# Summary
Prospect some ways to load CANOPUS output, load MIBiG known class links, and establish class linking (scores) in the NPLinker object. To try this, we use a version of the Crusemann dataset (see Crüsemann et al. (2016) or MolNetEnhancer paper).
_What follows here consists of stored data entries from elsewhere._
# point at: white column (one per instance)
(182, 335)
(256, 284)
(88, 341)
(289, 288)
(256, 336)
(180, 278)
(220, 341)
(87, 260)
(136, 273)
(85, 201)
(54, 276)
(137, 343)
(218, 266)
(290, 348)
Many parts of this notebook originate from the demo notebook.

In [1]:
import sys, csv, os
# if running from clone of the git repo
sys.path.append('../prototype')

# import the main NPLinker class. normally this all that's required to work
# with NPLinker in a notebook environment
from nplinker.nplinker import NPLinker

In [20]:
# load local crusemann data
npl = NPLinker({'dataset': {'root': '/mnt/scratch/louwe015/NPLinker/own/nplinker_shared/crus_full_new_AS3_03-09/'}})
npl.load_data()

18:15:24 [INFO] config.py:121, Loading from local data in directory /mnt/scratch/louwe015/NPLinker/own/nplinker_shared/crus_full_new_AS3_03-09/
18:15:24 [INFO] loader.py:80, Trying to discover correct bigscape directory under /mnt/scratch/louwe015/NPLinker/own/nplinker_shared/crus_full_new_AS3_03-09/bigscape
18:15:24 [INFO] loader.py:83, Found network files directory: /mnt/scratch/louwe015/NPLinker/own/nplinker_shared/crus_full_new_AS3_03-09/bigscape/network_files/2021-07-16_08-32-34_hybrids_glocal
18:15:24 [INFO] loader.py:212, Updating bigscape_dir to discovered location /mnt/scratch/louwe015/NPLinker/own/nplinker_shared/crus_full_new_AS3_03-09/bigscape/network_files/2021-07-16_08-32-34_hybrids_glocal
18:15:24 [INFO] loader.py:571, Loaded global strain IDs (0 total)
18:15:24 [INFO] loader.py:582, Loaded dataset strain IDs (159 total)
18:15:31 [INFO] metabolomics.py:699, 13667 molecules parsed from MGF file
18:15:32 [INFO] metabolomics.py:716, Found older-style GNPS dataset, no quanti

True

In [17]:
# Basic functionality
# ===================
#
# Once you have an NPLinker object with all data loaded, there are a collection of simple
# methods and properties you can use to access objects and metadata. Some examples are 
# given below, see https://nplinker.readthedocs.io/en/latest/ for a complete API description.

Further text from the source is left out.